Compiled by Dick Oakes
Fires - General
Most fire deaths occur in the home. There is a low-cost, easily obtainable device that has proven itself in saving lives: a smoke detector. Deaths from fire in the home have been substantially reduced in communities where smoke detectors are reuired. A smoke detector should be placed as close as possible to the bedrooms. It is also a good idea to install a smoke detector on each level near stairways to the rest of the house. Each member of your family should know what to do if the smoke detector goes off. A little time spent selecting escape routes and practicing what to do may save lives if a fire occurs in your home.
Before a Fire
- Make sure your home (especially basements, garages, and attics) is free of unnecessary combustible materials.

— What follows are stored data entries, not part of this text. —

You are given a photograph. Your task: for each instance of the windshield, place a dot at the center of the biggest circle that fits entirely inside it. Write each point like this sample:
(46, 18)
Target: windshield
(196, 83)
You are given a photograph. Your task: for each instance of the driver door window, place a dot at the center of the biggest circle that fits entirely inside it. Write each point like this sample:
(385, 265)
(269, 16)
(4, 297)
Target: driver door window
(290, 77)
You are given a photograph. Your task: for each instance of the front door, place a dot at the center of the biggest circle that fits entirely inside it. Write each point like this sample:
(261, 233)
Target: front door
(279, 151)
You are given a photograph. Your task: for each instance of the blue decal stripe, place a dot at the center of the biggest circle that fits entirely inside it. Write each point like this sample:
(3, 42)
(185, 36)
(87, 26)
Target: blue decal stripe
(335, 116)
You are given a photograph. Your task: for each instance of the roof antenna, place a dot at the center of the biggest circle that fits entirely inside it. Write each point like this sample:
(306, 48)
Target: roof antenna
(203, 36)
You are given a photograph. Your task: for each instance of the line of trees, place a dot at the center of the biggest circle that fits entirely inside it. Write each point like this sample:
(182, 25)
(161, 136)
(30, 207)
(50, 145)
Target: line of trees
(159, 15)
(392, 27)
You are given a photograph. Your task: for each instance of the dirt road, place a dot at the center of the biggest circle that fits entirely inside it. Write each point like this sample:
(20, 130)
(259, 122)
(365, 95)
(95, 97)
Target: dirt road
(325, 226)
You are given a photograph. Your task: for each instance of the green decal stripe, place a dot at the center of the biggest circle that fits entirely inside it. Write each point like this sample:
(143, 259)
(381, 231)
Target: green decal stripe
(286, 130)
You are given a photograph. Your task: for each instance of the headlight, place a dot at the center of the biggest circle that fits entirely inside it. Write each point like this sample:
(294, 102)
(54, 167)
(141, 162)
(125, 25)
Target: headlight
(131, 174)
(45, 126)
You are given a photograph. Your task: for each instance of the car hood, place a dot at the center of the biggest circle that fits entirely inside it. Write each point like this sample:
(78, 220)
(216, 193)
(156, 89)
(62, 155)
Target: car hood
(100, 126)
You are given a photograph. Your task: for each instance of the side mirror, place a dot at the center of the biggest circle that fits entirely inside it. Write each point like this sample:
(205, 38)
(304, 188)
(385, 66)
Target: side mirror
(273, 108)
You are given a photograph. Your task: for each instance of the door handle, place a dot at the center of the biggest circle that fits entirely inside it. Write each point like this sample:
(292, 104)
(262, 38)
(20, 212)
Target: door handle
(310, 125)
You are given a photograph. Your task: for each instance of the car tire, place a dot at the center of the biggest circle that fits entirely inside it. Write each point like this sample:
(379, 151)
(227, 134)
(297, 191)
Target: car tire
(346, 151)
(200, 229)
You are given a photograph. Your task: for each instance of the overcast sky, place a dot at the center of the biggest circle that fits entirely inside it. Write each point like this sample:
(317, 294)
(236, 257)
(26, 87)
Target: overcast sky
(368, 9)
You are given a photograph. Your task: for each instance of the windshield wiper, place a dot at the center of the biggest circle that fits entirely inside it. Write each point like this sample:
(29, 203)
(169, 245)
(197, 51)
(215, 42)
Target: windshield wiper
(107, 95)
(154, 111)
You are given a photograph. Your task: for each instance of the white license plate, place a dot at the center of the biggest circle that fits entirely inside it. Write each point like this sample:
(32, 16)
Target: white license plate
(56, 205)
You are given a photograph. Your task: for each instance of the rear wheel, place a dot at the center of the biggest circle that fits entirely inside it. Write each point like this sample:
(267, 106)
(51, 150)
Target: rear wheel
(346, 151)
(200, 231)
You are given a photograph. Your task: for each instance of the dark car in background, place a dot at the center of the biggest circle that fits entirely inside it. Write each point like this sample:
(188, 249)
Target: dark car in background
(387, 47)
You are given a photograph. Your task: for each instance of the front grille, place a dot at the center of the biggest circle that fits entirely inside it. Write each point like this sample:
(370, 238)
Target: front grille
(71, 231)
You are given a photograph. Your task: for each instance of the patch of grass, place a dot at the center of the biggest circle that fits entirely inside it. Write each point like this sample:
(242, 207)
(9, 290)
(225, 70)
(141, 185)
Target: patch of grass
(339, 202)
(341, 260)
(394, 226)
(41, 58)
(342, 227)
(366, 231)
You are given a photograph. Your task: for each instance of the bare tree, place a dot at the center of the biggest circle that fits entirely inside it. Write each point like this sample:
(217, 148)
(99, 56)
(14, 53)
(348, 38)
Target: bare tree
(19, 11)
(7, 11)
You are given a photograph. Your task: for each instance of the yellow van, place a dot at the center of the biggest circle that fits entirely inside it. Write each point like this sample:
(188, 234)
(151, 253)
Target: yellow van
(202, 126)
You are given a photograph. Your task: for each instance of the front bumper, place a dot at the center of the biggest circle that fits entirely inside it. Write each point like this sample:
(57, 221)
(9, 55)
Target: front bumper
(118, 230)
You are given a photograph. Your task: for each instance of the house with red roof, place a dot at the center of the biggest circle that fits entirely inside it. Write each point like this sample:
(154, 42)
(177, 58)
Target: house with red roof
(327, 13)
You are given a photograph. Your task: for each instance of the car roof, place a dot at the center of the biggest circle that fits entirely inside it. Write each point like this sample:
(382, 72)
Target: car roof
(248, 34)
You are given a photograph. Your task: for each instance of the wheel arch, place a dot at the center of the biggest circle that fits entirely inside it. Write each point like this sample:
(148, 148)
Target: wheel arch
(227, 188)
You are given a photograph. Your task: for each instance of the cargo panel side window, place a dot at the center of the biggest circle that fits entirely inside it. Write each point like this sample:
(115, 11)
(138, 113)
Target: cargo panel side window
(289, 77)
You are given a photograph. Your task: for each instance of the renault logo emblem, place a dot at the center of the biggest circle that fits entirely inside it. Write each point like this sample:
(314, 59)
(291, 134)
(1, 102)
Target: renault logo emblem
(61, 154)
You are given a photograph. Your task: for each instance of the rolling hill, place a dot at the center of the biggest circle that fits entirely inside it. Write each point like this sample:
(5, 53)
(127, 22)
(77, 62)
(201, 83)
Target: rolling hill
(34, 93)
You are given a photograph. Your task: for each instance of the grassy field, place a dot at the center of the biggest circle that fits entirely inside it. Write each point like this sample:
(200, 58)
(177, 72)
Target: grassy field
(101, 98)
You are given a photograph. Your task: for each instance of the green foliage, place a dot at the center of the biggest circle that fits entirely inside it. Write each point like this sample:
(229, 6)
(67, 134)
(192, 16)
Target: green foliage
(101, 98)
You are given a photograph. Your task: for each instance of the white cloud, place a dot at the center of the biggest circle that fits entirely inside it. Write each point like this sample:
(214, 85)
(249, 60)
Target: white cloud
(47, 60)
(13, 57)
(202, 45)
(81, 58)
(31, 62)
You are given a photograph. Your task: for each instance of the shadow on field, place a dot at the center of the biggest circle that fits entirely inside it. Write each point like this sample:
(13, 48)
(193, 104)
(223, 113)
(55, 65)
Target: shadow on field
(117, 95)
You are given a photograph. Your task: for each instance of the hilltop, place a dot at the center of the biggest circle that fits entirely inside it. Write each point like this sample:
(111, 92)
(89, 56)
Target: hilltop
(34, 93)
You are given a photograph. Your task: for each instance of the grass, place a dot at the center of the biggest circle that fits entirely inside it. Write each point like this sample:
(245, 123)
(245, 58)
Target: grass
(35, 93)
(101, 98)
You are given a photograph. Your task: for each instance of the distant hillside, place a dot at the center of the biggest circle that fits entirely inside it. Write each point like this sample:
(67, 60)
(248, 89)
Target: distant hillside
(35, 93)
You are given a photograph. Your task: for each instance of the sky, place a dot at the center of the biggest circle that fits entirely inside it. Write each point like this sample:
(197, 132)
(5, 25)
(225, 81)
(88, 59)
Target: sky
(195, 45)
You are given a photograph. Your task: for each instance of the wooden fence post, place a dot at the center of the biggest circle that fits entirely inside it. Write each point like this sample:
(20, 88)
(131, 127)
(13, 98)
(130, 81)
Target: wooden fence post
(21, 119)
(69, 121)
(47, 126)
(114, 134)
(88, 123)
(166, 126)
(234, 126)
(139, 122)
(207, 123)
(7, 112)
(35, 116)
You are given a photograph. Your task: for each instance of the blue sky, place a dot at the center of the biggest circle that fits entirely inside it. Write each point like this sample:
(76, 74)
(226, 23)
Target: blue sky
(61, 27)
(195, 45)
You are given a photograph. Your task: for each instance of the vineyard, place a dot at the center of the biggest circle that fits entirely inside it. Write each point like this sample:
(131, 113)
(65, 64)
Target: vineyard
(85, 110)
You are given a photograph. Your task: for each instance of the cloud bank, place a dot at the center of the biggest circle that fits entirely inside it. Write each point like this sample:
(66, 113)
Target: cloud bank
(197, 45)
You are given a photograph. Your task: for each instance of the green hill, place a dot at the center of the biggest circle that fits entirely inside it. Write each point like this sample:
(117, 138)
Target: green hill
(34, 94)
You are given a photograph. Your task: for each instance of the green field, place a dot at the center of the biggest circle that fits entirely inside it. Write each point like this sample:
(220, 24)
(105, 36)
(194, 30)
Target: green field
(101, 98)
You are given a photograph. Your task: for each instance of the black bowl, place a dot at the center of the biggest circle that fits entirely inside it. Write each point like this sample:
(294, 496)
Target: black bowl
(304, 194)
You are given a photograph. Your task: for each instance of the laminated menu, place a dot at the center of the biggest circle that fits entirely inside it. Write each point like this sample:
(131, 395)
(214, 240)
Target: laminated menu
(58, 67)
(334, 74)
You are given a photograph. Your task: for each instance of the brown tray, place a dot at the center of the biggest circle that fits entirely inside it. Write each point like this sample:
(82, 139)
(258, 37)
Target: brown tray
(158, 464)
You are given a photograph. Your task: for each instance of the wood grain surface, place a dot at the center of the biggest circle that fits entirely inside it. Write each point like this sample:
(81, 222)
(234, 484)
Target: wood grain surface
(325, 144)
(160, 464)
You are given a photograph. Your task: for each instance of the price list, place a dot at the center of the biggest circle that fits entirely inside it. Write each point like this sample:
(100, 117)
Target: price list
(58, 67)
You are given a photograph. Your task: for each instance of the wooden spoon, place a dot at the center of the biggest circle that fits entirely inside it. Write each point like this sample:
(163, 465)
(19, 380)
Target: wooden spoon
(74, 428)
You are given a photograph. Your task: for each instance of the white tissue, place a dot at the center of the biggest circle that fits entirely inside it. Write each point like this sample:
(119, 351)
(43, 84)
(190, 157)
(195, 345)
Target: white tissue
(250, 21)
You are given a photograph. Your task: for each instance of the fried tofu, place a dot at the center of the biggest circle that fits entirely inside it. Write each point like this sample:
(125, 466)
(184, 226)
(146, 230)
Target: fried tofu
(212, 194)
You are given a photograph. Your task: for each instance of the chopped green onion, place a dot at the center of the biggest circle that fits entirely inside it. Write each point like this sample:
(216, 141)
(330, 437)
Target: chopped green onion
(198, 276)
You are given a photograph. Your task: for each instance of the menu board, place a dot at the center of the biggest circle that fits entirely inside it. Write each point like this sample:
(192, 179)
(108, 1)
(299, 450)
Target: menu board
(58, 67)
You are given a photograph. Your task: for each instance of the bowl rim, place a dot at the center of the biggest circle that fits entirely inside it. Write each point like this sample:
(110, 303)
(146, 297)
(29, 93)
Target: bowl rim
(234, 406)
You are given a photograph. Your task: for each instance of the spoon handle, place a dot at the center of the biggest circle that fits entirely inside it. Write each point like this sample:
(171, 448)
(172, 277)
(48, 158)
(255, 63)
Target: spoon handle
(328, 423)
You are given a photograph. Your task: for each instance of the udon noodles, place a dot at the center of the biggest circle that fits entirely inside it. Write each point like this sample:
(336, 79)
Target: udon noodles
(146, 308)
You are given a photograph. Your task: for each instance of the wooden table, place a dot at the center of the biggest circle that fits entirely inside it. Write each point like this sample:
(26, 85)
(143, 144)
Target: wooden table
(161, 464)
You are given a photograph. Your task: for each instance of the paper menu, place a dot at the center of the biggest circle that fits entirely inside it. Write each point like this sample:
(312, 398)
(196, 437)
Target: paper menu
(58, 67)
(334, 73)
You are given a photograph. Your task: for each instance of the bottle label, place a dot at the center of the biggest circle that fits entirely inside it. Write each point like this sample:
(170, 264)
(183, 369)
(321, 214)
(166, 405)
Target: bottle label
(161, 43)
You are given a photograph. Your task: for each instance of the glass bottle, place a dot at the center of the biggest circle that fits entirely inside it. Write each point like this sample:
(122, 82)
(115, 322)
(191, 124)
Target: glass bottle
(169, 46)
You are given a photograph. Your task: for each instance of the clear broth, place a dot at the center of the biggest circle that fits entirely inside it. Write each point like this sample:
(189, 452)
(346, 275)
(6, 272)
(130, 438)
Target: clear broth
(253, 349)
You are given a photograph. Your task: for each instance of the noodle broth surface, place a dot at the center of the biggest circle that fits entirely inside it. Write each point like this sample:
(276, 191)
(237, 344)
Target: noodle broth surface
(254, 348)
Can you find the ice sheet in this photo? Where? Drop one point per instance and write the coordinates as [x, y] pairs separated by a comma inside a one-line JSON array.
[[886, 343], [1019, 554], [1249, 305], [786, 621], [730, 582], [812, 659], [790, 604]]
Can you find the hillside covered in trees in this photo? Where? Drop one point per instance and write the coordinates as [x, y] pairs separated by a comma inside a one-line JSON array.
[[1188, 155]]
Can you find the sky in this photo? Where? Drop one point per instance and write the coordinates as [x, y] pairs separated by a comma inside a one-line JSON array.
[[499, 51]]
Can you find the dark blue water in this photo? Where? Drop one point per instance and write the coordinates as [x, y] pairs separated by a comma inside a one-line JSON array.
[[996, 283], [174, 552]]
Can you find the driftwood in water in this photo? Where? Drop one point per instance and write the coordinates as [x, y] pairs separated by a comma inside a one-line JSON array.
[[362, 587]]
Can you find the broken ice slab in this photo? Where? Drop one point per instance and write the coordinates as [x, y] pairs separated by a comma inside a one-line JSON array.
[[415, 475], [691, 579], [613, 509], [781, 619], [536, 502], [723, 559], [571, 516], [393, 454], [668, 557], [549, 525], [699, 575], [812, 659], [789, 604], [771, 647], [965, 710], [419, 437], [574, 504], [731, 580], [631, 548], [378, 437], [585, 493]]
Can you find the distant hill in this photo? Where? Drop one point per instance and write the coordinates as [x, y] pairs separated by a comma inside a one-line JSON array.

- Know where your main gas and electrical switches are so you can shut them off in an emergency.
- Rememember the three basic ways to put out a fire:
- Take away its fuel.
- Take away its air (smother it).
- Cool it with water or fire-extinguishing chemicals.
- Whichever method you use, act immediaely. Special types of fires require special methods.
- Never use water on an electrical fire. Use only fire extinguishing chemicals specially designed for electrical fires. If you can turn off the electricity, you can then use water or anything else available to smother the fire.
- Oil and grease fires (most of which occur in the kitchen) can be smothered with baking soda, salt, or by putting a lid over the flame, if it is burning in a small pan on the stove.
- Small fires can be controlld with water or fire extinguishers, but don't try to fight a fire that is getting out of control. Get everyone out of the house and call the fire department.
- Most fire departments have free brochures and pamphlets on a variety of safety topics. Contact your local fire department or public safety office for additional information.
- Do not overload extension cords or outlets; an extension cord used to connect an appliance should always be the proper size and capacity for the appliance.
- Do not store flammable liquids inside the home.
- Store gasoline and other flammable liquids in proper containers and in well-ventilated areas.
- Never use gasoline, benzine, naptha, and similar liquids indoors--their fumes will readily ignite from any kind of spark.
- Rags soaked with cleaning fluids or turpentine sometimes catch fire by themselves (this is called spontaneous combustion), and they should be safely discarded after use.
- Do not run wires under carpets or rugs.
- Do not store matches or cigarette lighters where children can get to them.
- Do not leave cooking unattended.
- If you smoke, do not smoke in bed or in other positions where you may doze.
- If you smoke, have many large ashtrays in the home.
- If you smoke, never do so while handling flamable liquids.
- Always have two ways out of every room.
- Have fire extinguishers near the kitchen and garage.
- Have escape ladders for all windows higher than eight feet off the ground.
- Install a smoke detector in every bedroom, in every hallway outside of a bedroom, and at least one on every level of the house.
- Test smoke detectors monthly and change batteries in the smoke detectors in the fall when you change your clocks.
- Have furnace, stoves, chimneys, and flues inspected, cleaned, and (if necessary) repaired.
- Always place a screen in front of a fireplace.
- If using a wood-, coal-, or kerosene-burning stove, be sure there is proper ventilation to the outside.
- Make sure there is adequate space around the heater and that the floor and nearby walls are properly insulated.
- When stoves or heaters have an open flame, keep the unit away from walls, furniture, draperies, and other flamable items.
- Store matches in a closed metal container, out of reach of children and heat sources.
- Plan and practice a family fire drill twice a year (day and night), drawing a floor plan of the home, and identifying two ways out of every room.
- Make sure children know what to do if a fire starts.
- Agree on a place to meet outside so no one tries to go back into a burning building to look for someone needlessly.
During a Fire
- Do NOT waste time saving property; leave the house immediately!
- If you are inside and have time, make sure everyone is out.
- Take the safest exit route, but if it's necessary to escape through smoke, remember to crawl low, under the smoke, keep your mouth covered (smoke contains toxic gases that can cause disorientation or worse, overcome you), and get out of the building.
- If you are outside, stay outside.
- Do not return to your home for anything.
- Do not re-enter the building until appropriate authorities have given permission.
- Watch to see that nobody else goes back inside to rescue anything or anyone.
- If you are inside, get out and go to the nearest house or building.
- Call 9-1-1 from a neighbor's home in the event of a fire. Report the address and type of fire. Listen and follow instructions.
- Go to a family meeting place.
- If you are in a closed room or office, do not open the door without first feeling it and the door knob. If it is warm or hot, do not open it, but unlock it to help rescue and fire personnel.
- If you cannot use the door or other means of escape to exit and if there is smoke, use clothes, sheets, etc. to stop the smoke from coming in. Go to the window and yell or blow a whistle.
- If you see someone on fire, use a coat, blanket, etc., but not your bare hands, to smother the flames.
- If possible, turn off the gas and electricity from outside the house.
- In a public building, know two ways out. If you hear a fire alarm, immediately exit the building regardless of what you are doing. Follow the established evacuation instructions.